Manchester Museum has launched a bold new exhibition space dedicated to its vast collection of African objects, many of which have unclear and contested histories. The Africa Hub features thousands of items, openly confronting the complex and often troubling ways they were acquired during the period of the British Empire.

A Collection Built on Trade, Confiscation, and Looting

The museum in northwest England holds a staggering over 40,000 African objects, the majority of which have been kept in storage. They entered the collection through various means, including trade, anthropological expeditions, confiscation, and what the institution acknowledges as outright looting. The new gallery intentionally highlights the gaps in provenance, asking difficult questions rather than providing definitive answers.

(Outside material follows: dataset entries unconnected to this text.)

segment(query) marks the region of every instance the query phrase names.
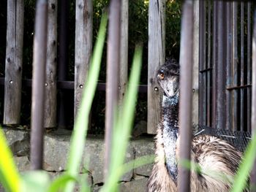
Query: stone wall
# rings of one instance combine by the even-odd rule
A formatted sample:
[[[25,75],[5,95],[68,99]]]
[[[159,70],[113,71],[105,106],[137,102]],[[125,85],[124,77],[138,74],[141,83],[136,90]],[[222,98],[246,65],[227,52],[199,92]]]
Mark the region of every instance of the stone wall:
[[[29,169],[29,132],[23,130],[4,128],[15,161],[20,172]],[[69,149],[71,131],[59,130],[45,137],[43,169],[54,178],[65,171],[67,155]],[[91,191],[98,191],[103,185],[104,138],[89,136],[83,153],[83,164],[80,166],[80,174],[87,172]],[[125,161],[129,161],[154,153],[152,138],[130,141]],[[83,165],[86,165],[84,167]],[[120,191],[145,191],[146,184],[152,169],[152,164],[133,169],[121,179]],[[0,188],[1,191],[1,188]]]

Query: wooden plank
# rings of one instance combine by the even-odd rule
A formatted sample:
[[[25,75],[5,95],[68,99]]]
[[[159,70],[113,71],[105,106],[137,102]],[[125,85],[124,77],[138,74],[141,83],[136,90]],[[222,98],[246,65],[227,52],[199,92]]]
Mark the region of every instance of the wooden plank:
[[[30,161],[31,169],[42,169],[47,52],[47,0],[37,0],[33,47],[33,81]]]
[[[46,76],[45,84],[45,128],[56,126],[57,5],[57,0],[48,0]]]
[[[199,1],[194,3],[194,43],[193,43],[193,82],[192,82],[192,123],[199,121]]]
[[[4,124],[20,123],[24,1],[7,1]]]
[[[180,51],[180,143],[178,162],[190,161],[193,69],[193,1],[183,2]],[[190,191],[190,170],[178,164],[178,191]]]
[[[148,6],[148,133],[156,134],[159,122],[162,91],[156,72],[165,58],[165,1],[151,0]]]
[[[75,117],[79,108],[92,49],[92,1],[75,1]]]
[[[121,1],[118,107],[124,100],[128,76],[128,0]]]
[[[118,99],[120,66],[121,1],[111,0],[109,7],[109,23],[107,51],[106,112],[105,120],[105,164],[104,180],[107,180],[113,153],[112,136],[114,118]]]

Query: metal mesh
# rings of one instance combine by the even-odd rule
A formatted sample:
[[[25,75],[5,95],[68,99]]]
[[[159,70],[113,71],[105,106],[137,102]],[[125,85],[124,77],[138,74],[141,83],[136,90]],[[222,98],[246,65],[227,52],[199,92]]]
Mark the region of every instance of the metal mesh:
[[[251,140],[251,134],[248,132],[213,128],[206,126],[194,126],[193,135],[200,134],[215,136],[226,140],[241,152],[244,152],[247,144]]]

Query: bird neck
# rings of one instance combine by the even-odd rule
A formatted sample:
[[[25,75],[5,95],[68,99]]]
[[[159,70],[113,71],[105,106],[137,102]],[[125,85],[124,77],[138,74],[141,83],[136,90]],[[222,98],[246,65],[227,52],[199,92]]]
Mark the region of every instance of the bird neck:
[[[172,180],[176,183],[178,176],[176,155],[178,134],[178,96],[171,98],[163,96],[162,138],[167,169]]]

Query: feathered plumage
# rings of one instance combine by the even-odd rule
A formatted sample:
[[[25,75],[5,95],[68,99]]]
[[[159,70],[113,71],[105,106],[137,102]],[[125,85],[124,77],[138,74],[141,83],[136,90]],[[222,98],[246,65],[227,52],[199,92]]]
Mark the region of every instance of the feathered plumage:
[[[155,164],[147,191],[177,191],[179,66],[175,60],[168,60],[157,75],[164,96],[156,137]],[[229,191],[241,158],[242,153],[225,140],[207,134],[194,137],[191,191]]]

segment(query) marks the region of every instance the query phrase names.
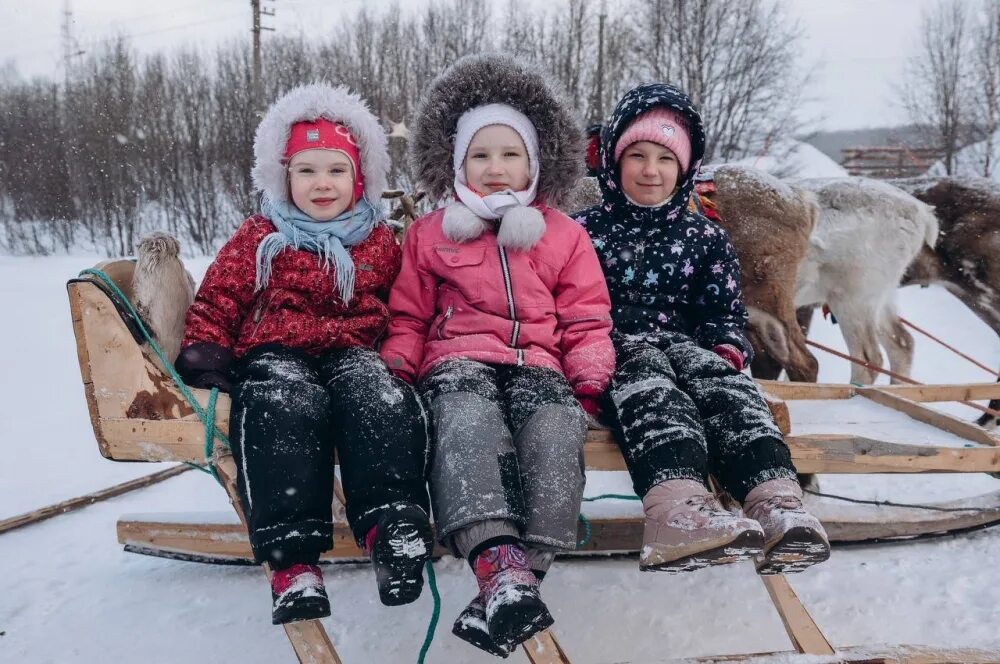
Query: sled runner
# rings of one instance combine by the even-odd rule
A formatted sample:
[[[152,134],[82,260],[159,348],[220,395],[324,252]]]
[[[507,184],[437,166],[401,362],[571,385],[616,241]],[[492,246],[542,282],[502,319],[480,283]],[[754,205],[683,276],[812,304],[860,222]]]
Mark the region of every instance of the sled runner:
[[[220,519],[217,515],[187,521],[162,515],[132,517],[119,521],[119,541],[129,551],[152,555],[206,562],[248,562],[251,556],[246,531],[240,523],[242,514],[235,491],[233,458],[222,445],[206,446],[205,424],[151,354],[128,306],[121,301],[122,296],[131,297],[133,266],[131,261],[117,260],[96,267],[117,286],[121,296],[95,275],[72,279],[67,286],[84,392],[100,452],[115,461],[209,463],[228,493],[237,519]],[[1000,447],[997,447],[1000,437],[926,405],[937,401],[1000,398],[1000,385],[995,383],[854,387],[759,381],[759,385],[802,473],[1000,473]],[[208,408],[208,391],[191,389],[190,393],[201,409]],[[808,417],[801,428],[798,424],[793,426],[792,415],[797,412],[798,402],[807,415],[808,406],[815,409],[816,403],[821,402],[826,422],[838,417],[838,402],[845,407],[863,403],[867,408],[888,408],[928,425],[929,438],[935,443],[893,442],[868,435],[869,432],[822,433],[822,424],[810,422]],[[225,434],[229,426],[227,395],[218,396],[214,412],[209,415],[214,427]],[[210,458],[206,458],[207,448]],[[625,468],[618,447],[607,432],[591,431],[585,452],[589,470]],[[814,502],[810,509],[822,519],[834,542],[910,538],[997,523],[1000,492],[921,507]],[[343,523],[338,519],[334,529],[335,548],[329,552],[329,559],[363,559]],[[587,520],[585,527],[587,542],[573,555],[633,552],[641,541],[641,512],[614,518],[595,516]],[[829,661],[851,662],[1000,661],[1000,652],[940,651],[912,646],[891,652],[864,648],[835,651],[783,576],[761,578],[796,652],[827,655]],[[341,661],[319,621],[288,624],[285,631],[299,661]],[[570,661],[549,632],[526,642],[523,650],[536,664]],[[710,661],[766,661],[764,657],[747,655]]]

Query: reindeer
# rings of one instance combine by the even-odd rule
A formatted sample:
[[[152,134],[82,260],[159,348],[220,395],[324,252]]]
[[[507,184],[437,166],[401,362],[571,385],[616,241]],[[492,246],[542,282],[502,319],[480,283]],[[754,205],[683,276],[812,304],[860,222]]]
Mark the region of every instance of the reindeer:
[[[136,249],[132,299],[164,355],[173,362],[184,336],[184,314],[194,301],[194,279],[184,269],[180,244],[172,235],[150,233]]]
[[[937,242],[934,209],[866,178],[801,180],[792,186],[812,192],[820,208],[797,276],[799,319],[806,322],[812,308],[826,304],[852,356],[881,367],[881,344],[893,372],[908,375],[913,337],[899,320],[895,292],[914,258]],[[873,369],[851,365],[854,383],[873,383],[876,376]]]
[[[815,382],[816,358],[795,310],[796,279],[819,214],[814,194],[745,166],[714,169],[709,195],[740,259],[747,337],[757,352],[751,371]],[[759,352],[766,349],[767,352]]]
[[[924,246],[903,285],[940,284],[1000,335],[1000,185],[984,179],[909,179],[895,184],[934,206],[936,245]],[[990,402],[1000,409],[1000,400]],[[996,428],[982,415],[978,423]]]
[[[792,380],[815,382],[819,365],[806,347],[794,303],[796,272],[819,211],[815,196],[745,166],[719,166],[712,177],[715,191],[709,198],[740,259],[743,297],[750,313],[747,336],[755,350],[769,351],[754,360],[754,375],[777,377],[784,368]],[[566,209],[582,209],[600,200],[597,181],[584,178]]]

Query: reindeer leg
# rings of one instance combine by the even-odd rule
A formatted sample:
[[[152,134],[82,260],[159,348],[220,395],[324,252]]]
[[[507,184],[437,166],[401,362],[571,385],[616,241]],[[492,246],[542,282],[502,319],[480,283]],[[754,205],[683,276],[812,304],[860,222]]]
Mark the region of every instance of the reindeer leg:
[[[895,302],[890,301],[882,308],[879,341],[889,356],[889,367],[893,372],[909,376],[913,368],[913,335],[899,320]],[[896,378],[890,380],[894,385],[902,382]]]
[[[847,343],[851,357],[864,360],[873,367],[882,367],[882,350],[878,345],[879,315],[867,307],[852,306],[846,302],[830,302],[830,310],[837,317],[840,332]],[[851,363],[851,382],[871,385],[878,374],[868,367]]]

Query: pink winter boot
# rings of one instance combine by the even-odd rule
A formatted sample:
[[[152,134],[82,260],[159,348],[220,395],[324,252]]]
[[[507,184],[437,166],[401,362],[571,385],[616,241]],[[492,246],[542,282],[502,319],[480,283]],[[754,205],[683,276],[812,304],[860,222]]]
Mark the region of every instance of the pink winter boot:
[[[486,628],[497,645],[513,649],[554,622],[517,544],[486,549],[472,561],[472,571],[486,605]]]
[[[667,480],[642,499],[646,524],[639,554],[644,571],[687,572],[746,560],[761,552],[760,526],[723,509],[701,482]]]
[[[743,509],[764,529],[758,574],[801,572],[830,557],[830,540],[819,519],[802,506],[797,481],[769,480],[758,485],[747,494]]]

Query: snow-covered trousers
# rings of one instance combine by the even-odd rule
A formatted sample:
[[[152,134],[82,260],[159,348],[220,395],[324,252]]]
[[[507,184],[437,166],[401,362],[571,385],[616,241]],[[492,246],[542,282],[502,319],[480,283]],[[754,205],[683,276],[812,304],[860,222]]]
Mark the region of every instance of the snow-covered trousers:
[[[267,345],[236,376],[230,445],[257,562],[309,564],[333,547],[334,449],[359,544],[389,505],[428,510],[423,407],[378,353]]]
[[[612,334],[617,366],[606,395],[636,495],[670,479],[711,473],[733,498],[772,479],[795,479],[781,431],[746,374],[690,337],[659,347]]]
[[[434,423],[429,476],[441,542],[460,553],[456,531],[501,520],[535,547],[575,548],[587,424],[566,378],[457,359],[420,389]]]

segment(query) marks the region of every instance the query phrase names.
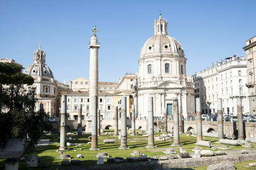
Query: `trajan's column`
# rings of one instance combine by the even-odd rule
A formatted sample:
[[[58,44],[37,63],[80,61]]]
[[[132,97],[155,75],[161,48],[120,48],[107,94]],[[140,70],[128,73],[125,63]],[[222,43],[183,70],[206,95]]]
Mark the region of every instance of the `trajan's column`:
[[[89,68],[89,112],[92,115],[92,145],[91,150],[98,150],[98,134],[97,133],[97,110],[98,109],[98,50],[100,47],[96,37],[96,26],[93,30],[93,37],[89,44],[90,49],[90,68]]]

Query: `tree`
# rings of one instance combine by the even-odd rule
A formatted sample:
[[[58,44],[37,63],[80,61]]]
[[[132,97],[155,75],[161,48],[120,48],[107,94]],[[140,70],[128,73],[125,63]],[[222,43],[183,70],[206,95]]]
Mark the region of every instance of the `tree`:
[[[12,138],[25,138],[25,148],[32,149],[43,135],[52,131],[48,116],[43,110],[35,112],[36,100],[32,90],[31,76],[21,72],[14,63],[0,63],[0,147]]]

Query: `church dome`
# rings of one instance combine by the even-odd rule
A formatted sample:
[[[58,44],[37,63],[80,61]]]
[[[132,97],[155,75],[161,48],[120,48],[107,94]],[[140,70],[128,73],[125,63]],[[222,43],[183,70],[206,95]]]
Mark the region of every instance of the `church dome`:
[[[34,53],[34,62],[25,69],[24,73],[32,77],[39,76],[54,78],[53,72],[45,64],[45,53],[41,49],[41,45]]]
[[[175,38],[168,35],[167,21],[162,19],[160,14],[159,19],[155,21],[154,36],[149,38],[144,44],[141,50],[140,58],[152,55],[155,53],[164,53],[170,56],[185,57],[184,52],[181,44]],[[157,55],[159,54],[156,54]]]

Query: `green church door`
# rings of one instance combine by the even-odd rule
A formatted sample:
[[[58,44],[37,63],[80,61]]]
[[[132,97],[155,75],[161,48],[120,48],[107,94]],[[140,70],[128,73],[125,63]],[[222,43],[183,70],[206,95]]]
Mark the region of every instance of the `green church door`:
[[[167,116],[172,115],[172,104],[167,104]]]

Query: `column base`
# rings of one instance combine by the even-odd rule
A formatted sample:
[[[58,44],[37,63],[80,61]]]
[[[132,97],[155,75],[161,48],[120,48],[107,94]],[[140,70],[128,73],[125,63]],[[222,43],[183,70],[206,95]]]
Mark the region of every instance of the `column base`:
[[[89,150],[100,150],[99,148],[91,148],[89,149]]]
[[[146,148],[156,148],[157,147],[156,146],[146,146]]]
[[[118,149],[129,149],[130,148],[128,148],[127,147],[119,147]]]

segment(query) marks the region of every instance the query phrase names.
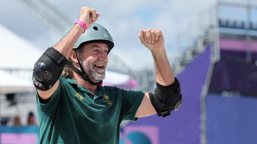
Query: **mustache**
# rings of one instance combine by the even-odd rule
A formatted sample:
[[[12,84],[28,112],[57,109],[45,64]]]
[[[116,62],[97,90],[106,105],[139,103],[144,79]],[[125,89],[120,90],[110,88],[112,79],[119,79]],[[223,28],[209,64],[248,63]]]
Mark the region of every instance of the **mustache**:
[[[95,61],[92,63],[92,65],[93,65],[96,64],[101,64],[103,65],[104,66],[105,66],[106,65],[105,61]]]

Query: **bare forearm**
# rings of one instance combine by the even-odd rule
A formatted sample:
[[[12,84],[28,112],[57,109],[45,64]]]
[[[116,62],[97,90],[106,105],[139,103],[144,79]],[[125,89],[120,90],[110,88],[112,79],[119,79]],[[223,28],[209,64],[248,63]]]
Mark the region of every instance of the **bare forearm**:
[[[54,48],[68,59],[75,43],[84,30],[79,24],[75,24],[70,32],[53,46]]]
[[[156,82],[164,86],[174,83],[174,75],[166,55],[165,48],[151,52],[154,60]]]

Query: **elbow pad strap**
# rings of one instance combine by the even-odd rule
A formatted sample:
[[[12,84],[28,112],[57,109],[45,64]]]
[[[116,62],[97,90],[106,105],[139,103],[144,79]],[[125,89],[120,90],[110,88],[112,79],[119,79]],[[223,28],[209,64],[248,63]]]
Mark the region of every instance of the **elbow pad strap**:
[[[182,104],[178,81],[175,78],[174,83],[163,86],[156,83],[155,94],[149,93],[150,100],[159,116],[164,118],[170,114],[171,111],[178,110]]]
[[[35,87],[43,91],[51,88],[67,62],[59,51],[53,48],[47,49],[34,65],[32,80]]]

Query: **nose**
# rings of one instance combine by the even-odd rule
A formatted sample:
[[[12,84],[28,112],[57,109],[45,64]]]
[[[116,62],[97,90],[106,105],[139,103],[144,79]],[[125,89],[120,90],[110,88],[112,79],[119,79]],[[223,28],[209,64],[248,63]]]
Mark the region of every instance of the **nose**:
[[[107,60],[107,54],[104,52],[102,52],[99,54],[98,57],[98,60],[103,61],[105,61]]]

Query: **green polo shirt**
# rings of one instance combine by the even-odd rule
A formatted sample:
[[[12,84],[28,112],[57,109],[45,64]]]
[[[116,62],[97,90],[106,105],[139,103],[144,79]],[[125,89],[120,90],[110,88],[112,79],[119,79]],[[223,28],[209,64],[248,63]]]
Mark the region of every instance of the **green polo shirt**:
[[[40,143],[119,143],[121,121],[137,120],[145,92],[98,86],[94,96],[70,78],[59,80],[46,103],[37,92]]]

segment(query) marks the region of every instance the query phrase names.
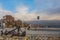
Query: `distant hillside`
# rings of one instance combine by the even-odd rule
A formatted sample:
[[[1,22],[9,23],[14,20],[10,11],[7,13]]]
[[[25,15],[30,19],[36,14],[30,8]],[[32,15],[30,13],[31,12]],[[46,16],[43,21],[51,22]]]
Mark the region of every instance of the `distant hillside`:
[[[58,20],[40,20],[40,21],[26,21],[28,24],[39,24],[48,27],[60,28],[60,21]]]

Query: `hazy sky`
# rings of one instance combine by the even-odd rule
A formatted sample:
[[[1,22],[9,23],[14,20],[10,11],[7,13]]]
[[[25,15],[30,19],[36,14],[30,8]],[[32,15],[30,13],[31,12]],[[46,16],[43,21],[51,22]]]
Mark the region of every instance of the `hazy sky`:
[[[0,18],[13,15],[20,20],[60,20],[60,0],[0,0]]]

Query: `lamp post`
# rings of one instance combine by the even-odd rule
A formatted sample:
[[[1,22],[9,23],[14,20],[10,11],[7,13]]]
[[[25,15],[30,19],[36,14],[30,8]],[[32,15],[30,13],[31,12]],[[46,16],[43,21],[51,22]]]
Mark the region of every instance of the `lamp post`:
[[[40,17],[39,17],[39,16],[37,16],[37,20],[38,20],[38,22],[39,22],[39,19],[40,19]],[[39,23],[38,23],[38,27],[39,27]]]

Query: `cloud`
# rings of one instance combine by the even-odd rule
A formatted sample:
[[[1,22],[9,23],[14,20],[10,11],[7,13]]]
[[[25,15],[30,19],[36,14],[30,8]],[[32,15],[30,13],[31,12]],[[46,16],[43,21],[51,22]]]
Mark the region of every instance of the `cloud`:
[[[40,16],[40,20],[60,20],[60,12],[59,12],[59,8],[56,8],[57,11],[52,10],[54,12],[56,12],[56,14],[54,14],[54,12],[47,12],[47,11],[42,11],[39,12],[38,10],[33,10],[31,12],[28,12],[29,7],[27,6],[17,6],[16,7],[16,13],[13,13],[12,11],[9,10],[4,10],[3,7],[0,7],[0,19],[4,16],[4,15],[12,15],[14,16],[14,18],[20,19],[20,20],[24,20],[24,21],[31,21],[31,20],[37,20],[37,16]],[[49,13],[53,13],[49,14]]]
[[[15,14],[16,19],[30,21],[37,20],[37,16],[40,16],[40,20],[60,20],[60,14],[50,15],[46,12],[38,12],[37,10],[33,10],[28,12],[29,8],[26,6],[17,7],[17,13]]]
[[[4,10],[3,7],[0,5],[0,19],[5,15],[12,15],[13,16],[13,13],[11,11]]]

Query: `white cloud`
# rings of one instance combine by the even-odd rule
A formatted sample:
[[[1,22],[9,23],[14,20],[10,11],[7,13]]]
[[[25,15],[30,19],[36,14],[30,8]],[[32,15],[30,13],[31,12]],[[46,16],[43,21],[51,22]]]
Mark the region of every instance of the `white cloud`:
[[[29,8],[26,6],[18,6],[16,7],[17,13],[14,13],[12,11],[4,10],[2,7],[0,7],[0,19],[4,15],[12,15],[15,17],[15,19],[30,21],[30,20],[37,20],[37,16],[40,16],[40,20],[60,20],[60,14],[54,14],[49,15],[47,12],[41,12],[37,13],[36,10],[33,10],[32,12],[28,12]]]
[[[18,7],[17,13],[15,14],[16,19],[25,21],[37,20],[37,16],[40,16],[40,20],[60,20],[60,14],[49,15],[47,12],[37,13],[36,10],[28,12],[29,8],[26,6]]]
[[[0,5],[0,19],[5,15],[12,15],[13,13],[8,10],[4,10],[3,7]]]

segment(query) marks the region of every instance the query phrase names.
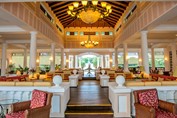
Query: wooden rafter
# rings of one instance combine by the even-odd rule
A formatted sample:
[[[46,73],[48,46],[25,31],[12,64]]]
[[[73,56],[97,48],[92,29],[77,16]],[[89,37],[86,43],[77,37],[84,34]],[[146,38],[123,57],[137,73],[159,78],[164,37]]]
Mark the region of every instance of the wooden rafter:
[[[69,17],[67,17],[65,19],[60,19],[60,21],[62,22],[62,21],[68,20],[68,19],[73,19],[73,18],[71,16],[69,16]]]
[[[68,6],[72,5],[74,1],[59,1],[59,2],[46,2],[48,3],[51,10],[54,12],[56,17],[62,23],[64,27],[90,27],[90,25],[84,23],[83,21],[79,21],[77,18],[72,18],[68,15],[67,10]],[[108,4],[112,6],[112,13],[108,17],[105,17],[102,20],[98,20],[96,23],[93,23],[92,27],[114,27],[117,21],[120,19],[124,11],[129,5],[129,1],[106,1]],[[79,7],[74,9],[74,11],[78,11],[83,9],[84,6],[79,2]],[[97,8],[101,11],[104,11],[104,8],[101,7],[101,1],[98,2]]]
[[[111,2],[109,2],[109,4],[111,4],[111,5],[112,5],[112,4],[120,5],[120,6],[124,7],[124,8],[127,7],[127,5],[124,4],[124,3],[122,3],[121,1],[120,1],[120,2],[118,2],[118,1],[111,1]]]
[[[57,6],[61,6],[62,4],[65,4],[66,2],[64,1],[61,1],[61,2],[56,2],[55,4],[53,5],[50,5],[51,8],[54,8],[54,7],[57,7]]]
[[[54,13],[55,13],[56,11],[61,10],[61,9],[63,9],[63,8],[68,9],[68,6],[69,6],[69,5],[72,5],[72,3],[66,4],[66,5],[63,5],[63,6],[60,6],[60,7],[56,8],[56,9],[53,9],[53,11],[54,11]]]

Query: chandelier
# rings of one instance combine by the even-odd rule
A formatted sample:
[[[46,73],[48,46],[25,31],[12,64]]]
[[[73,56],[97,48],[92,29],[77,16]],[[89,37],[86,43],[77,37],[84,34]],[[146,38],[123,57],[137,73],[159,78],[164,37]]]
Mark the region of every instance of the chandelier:
[[[82,41],[80,43],[81,46],[85,46],[86,48],[93,48],[94,46],[97,46],[99,43],[97,41],[91,41],[90,35],[88,35],[87,41]]]
[[[97,0],[82,0],[81,4],[82,7],[79,7],[79,2],[73,2],[72,5],[68,6],[67,13],[74,18],[80,18],[87,24],[95,23],[99,18],[108,17],[112,12],[111,5],[106,2],[101,2],[99,5]]]

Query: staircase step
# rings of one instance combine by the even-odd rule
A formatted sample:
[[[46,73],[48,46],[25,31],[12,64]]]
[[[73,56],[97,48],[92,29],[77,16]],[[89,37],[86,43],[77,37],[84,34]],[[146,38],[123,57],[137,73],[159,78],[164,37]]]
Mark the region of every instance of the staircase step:
[[[68,105],[66,118],[113,118],[111,104]]]
[[[81,111],[94,111],[94,110],[112,110],[112,106],[110,104],[104,104],[99,106],[81,106],[81,105],[68,105],[67,111],[73,111],[73,110],[81,110]]]

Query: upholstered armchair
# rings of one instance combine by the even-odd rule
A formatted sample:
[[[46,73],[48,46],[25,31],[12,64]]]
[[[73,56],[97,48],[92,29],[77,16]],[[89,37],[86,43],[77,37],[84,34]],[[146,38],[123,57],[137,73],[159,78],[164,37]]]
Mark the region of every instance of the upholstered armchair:
[[[177,118],[177,105],[158,99],[156,89],[133,91],[136,118]]]
[[[52,93],[33,90],[30,101],[11,105],[11,113],[6,118],[49,118]]]

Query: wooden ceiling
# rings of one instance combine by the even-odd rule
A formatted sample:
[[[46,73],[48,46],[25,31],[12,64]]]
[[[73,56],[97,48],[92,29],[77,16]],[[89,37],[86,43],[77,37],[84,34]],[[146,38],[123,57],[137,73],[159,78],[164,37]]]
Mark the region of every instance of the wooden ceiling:
[[[68,6],[72,5],[74,1],[57,1],[47,2],[51,10],[54,12],[59,21],[64,27],[90,27],[89,24],[84,23],[82,20],[73,18],[67,14]],[[96,23],[91,24],[91,27],[114,27],[122,16],[129,1],[105,1],[112,6],[112,13],[104,19],[98,20]],[[101,2],[98,2],[98,9],[101,9]],[[79,4],[78,9],[82,9],[83,6]]]

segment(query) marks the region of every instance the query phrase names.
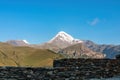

"Some of them were given, some of them were stolen, some were taken forcefully, out of conquest," explained Sylvia Mgbeahurike, a co-creator of the hub from the Igbo Community Greater Manchester. She emphasised the importance of the project, stating, "It is important that we start bringing them together again."

Igniting a Global Conversation on Restitution

The central purpose of the Africa Hub is to fuel public debate on the future of these items. It explores whether artefacts should be repatriated to their communities of origin or if they can be shared and understood in new contexts in Manchester. This move aligns with growing worldwide calls for Western institutions to return looted cultural property and ancestral remains, a key part of broader movements seeking reparations for colonialism and slavery.

In a direct appeal for public assistance, the museum is asking visitors and communities to come forward if they recognise any of the displayed items. This admission of limited knowledge is a deliberate curatorial choice. "Museum records rarely tell us who made these items, when they were created, or what they were originally called," the museum stated. "They do not tell us who owned them, how they were used or why they mattered to people."

Addressing a Legislative Vacuum

The display arrives amid ongoing debates about the legal frameworks governing restitution in the UK. As recently as March 2025, advocates urged the government to address what they called a "legislative vacuum" that allows museums and other institutions to retain and display ancestral remains and contested artefacts with relative ease.

While some European institutions have begun restitution processes, countless artefacts and human remains from Africa and other regions remain in collections across the continent. The Africa Hub, with its focus on musical instruments, stools, carved figures, and other objects of daily and spiritual life, puts this unresolved legacy on full view, challenging visitors to consider their own role in this continuing history.